Need some information regarding scrutiny

I need some help regarding scrutiny I had a controller fail which I think was related to this information here LSI9305vs9300 hardware I believe that I may need to update my 9305-24i firmware to the latest version as indicated.
In the meantime I have replaced the card with a spare but… I can not clear the failure data from scrutiny, its not that the disks failed, it was the controller and now on the new controller they have passed a script and a zpool status shows them as being perfectly fine.
I tried removing scrutiny and the associated database system through the Apps section but it still seemed to keep the data when I re installed scrutiny.. What do i do? BTW drives also pass with smartctl.

Should have mentioned 25.10.0 Goldeye

Additional I have just found out scrutiny is reporting incorrect values for my Seagate EXOS drives, see this link for details https://www.disktuna.com/seagate-raw-smart-attributes-to-error-convertertest/#4295032833
Im not suffering 8 billion plus command timeouts I have had 2 in 131072 odd reads due to a controller failure - I have reported this bug to the scrutiny dev team.

Incidently scrutiny needs a button that records a new baseline for the drives so it can actually be useful at the moment it is saying these drives have exceeded there failure thresh hold when my understanding is they have not.

Last I heard, Scrutiny is unmaintained. It was a point of concern with the recent discussions about TrueNAS removing SMART checks and telling users to just install Scrutiny.

1 Like

Hello,
Just for information :
I’ve issues with Seagate ST8000VN0 : Command Timeout so scrutiny is not usable!

Best regards
Ronald

1 Like

Hello,
some more informations : it seems the file : /var/lib/smartmontools/drivedb/drivedb.h doesn’t have the right version; the command /usr/sbin/update-smart-drivedb --no-verify is able to update it (changing the 188 command timeout for drives having the issue, etc)… but it’s not done at scrutiny startup.

Best regards

Hello,

some more:
with the updated drivedb.h (with update-smart-drivedb --no-verify
), I made:
“docker commit” to obtain a new image with the right drivedb.h
inject it inside yaml
start the modified app
modified the scrutiny database (from the host)
sqlite3 /opt/scrutiny/config/scrutiny.db
UPDATE devices SET device_status = null;
.exit

smartctl -a my seagate returns :
188 Command_Timeout 0x0032 100 099 000 Old_age Always - 1 1 1

Now I’m waiting for next scans to check what happends (?)

Best regards
Ronald

… this is the end (?)

inside the container to start a scan:

/opt/scrutiny/bin/scrutiny-collector-metrics run

and it works almost fine : command timeout = 1 (passed). :grinning_face:

Best regards
Ronald

@ronald The scrutiny author halted his own development efforts because he considers scrutiny to be feature complete. But he still does accept pull requests.
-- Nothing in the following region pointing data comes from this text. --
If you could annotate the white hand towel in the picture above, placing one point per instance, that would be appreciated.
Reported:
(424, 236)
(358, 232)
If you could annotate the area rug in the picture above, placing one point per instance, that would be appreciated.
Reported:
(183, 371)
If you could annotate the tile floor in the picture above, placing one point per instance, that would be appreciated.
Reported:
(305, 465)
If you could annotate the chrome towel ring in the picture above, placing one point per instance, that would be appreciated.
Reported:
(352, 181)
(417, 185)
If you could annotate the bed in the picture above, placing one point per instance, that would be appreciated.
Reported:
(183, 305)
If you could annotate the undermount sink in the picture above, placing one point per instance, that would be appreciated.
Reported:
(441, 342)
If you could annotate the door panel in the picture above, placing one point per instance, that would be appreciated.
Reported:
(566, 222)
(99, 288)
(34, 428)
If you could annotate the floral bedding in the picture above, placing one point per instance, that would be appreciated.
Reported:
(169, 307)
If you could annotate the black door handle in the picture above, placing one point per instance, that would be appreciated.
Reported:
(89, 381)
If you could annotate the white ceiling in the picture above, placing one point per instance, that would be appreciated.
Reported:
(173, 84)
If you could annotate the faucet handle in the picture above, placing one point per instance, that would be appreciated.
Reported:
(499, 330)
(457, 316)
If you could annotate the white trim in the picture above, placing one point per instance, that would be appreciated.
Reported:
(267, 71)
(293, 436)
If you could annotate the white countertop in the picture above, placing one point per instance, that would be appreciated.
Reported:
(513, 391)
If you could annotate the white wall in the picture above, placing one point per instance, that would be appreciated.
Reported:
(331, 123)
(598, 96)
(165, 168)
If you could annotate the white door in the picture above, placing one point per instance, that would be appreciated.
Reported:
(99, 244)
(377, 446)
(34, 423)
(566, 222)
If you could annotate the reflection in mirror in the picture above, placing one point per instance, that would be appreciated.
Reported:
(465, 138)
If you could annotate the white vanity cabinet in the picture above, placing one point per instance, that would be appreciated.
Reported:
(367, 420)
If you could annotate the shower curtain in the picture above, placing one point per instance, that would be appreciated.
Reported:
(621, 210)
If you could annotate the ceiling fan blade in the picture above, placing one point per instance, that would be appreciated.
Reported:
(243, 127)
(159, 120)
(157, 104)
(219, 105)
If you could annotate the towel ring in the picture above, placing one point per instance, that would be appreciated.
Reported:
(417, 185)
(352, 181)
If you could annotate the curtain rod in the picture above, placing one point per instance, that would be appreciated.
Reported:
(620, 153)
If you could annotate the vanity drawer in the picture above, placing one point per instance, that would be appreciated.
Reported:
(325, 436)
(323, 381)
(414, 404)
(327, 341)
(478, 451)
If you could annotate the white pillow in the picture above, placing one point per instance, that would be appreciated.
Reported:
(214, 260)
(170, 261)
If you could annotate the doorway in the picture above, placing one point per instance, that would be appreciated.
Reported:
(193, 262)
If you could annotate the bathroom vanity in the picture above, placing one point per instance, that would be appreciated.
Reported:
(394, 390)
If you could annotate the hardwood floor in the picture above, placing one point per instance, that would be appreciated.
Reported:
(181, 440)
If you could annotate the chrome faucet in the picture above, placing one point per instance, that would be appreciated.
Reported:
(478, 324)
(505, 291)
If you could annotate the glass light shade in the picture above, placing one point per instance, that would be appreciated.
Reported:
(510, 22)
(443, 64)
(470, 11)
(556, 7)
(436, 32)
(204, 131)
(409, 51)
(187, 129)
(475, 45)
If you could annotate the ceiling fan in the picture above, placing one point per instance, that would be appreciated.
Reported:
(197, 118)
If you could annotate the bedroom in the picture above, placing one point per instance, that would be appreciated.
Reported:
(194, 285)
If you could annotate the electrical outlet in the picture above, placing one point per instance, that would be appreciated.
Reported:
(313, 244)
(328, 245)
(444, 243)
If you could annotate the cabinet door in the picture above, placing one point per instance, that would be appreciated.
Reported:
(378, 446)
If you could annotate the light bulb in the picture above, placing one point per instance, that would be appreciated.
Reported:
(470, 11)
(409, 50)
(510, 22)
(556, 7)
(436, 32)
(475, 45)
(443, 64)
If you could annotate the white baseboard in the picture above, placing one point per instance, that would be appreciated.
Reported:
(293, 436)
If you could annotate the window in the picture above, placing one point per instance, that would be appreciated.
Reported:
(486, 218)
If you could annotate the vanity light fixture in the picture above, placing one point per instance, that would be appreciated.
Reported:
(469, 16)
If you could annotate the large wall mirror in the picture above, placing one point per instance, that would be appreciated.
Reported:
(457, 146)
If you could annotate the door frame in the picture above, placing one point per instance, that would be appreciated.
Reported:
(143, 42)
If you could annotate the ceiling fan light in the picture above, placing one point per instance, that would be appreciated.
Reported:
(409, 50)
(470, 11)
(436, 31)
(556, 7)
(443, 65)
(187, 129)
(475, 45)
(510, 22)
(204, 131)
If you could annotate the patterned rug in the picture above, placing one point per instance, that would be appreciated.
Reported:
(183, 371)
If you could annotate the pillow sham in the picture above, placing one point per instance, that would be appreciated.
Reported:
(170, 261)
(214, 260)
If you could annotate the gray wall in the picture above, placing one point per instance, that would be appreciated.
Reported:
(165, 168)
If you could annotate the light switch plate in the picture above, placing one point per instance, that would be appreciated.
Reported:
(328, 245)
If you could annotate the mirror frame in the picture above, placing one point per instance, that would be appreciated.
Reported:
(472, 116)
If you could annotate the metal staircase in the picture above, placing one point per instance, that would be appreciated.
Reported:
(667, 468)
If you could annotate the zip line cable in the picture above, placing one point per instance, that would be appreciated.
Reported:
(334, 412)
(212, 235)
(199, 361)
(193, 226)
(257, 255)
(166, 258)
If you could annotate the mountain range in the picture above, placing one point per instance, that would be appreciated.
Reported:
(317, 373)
So maybe you could provide a patch and submit it?

Kind regards,
Patrick

Feature complete… I don’t think so, at minimum it needs a button to say hey there was a problem but it wasnt with the disks something else caused it please update yourself to only report changes over and above this, otherwise scrutiny once triggered by something not disk related I.E a controller failure becomes useless as its reporting failed all the time.

I am not the person with whom to debate this. I just wanted to mention that minor improvements and fixes are still accepted and merged.
I am confident you could implement this button and have it included. That’s how open source works.

1 Like